This one stumped me for a long time, but I think I’ve finally figured it out.
The word-name Dart debuted in the U.S. baby name data in the mid-1950s and hung around for several years before disappearing again:
- 1961: unlisted
- 1960: 6 baby boys named Dart
- 1959: 5 baby boys named Dart
- 1958: 8 baby boys named Dart
- 1957: 10 baby boys named Dart
- 1956: 12 baby boys named Dart [debut]
- 1955: unlisted
At first I got stuck on a pair of auto-Darts: the Chrysler Dart, a concept car that was in the news briefly in mid-1956, and the Dodge Dart, a production car that went on sale in 1960. Neither one was a good answer.
Finally I happened to find a 1955 film called Foxfire that featured a main character named Jonathan “Dart” Dartland (played by Jeff Chandler).
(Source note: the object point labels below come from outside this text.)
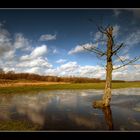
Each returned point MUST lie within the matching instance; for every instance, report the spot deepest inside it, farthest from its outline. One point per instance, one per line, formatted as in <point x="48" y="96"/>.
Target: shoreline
<point x="44" y="86"/>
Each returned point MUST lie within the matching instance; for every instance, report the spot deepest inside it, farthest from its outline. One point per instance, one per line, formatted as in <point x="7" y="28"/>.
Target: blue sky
<point x="50" y="41"/>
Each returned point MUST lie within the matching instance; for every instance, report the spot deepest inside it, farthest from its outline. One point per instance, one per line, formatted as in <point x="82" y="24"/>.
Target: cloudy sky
<point x="50" y="41"/>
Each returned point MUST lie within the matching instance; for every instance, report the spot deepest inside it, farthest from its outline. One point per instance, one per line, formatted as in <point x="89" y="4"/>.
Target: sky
<point x="51" y="41"/>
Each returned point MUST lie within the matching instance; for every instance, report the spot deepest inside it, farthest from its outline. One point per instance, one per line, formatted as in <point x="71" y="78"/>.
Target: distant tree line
<point x="11" y="75"/>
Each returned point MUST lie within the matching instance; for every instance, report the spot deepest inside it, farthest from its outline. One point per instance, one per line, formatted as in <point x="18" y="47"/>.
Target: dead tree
<point x="111" y="50"/>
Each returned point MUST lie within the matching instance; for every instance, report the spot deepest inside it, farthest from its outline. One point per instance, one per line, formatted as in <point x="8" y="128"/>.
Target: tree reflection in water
<point x="108" y="116"/>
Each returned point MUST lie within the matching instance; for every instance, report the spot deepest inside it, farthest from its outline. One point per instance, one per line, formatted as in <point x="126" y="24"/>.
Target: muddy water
<point x="71" y="110"/>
He was a half-Apache mining engineer whose new marriage to socialite wife Amanda (played by Jane Russell) was threatened by the cultural gap between them.
The screenplay, based on a 1950 novel of the same name by Anya Seton, was written by Ketti Frings.
What do you think of “Dart” as a baby name?
P.S. Foxfire was the film playing aboard the SS Andrea Doria the moment it was struck by the MS Stockholm.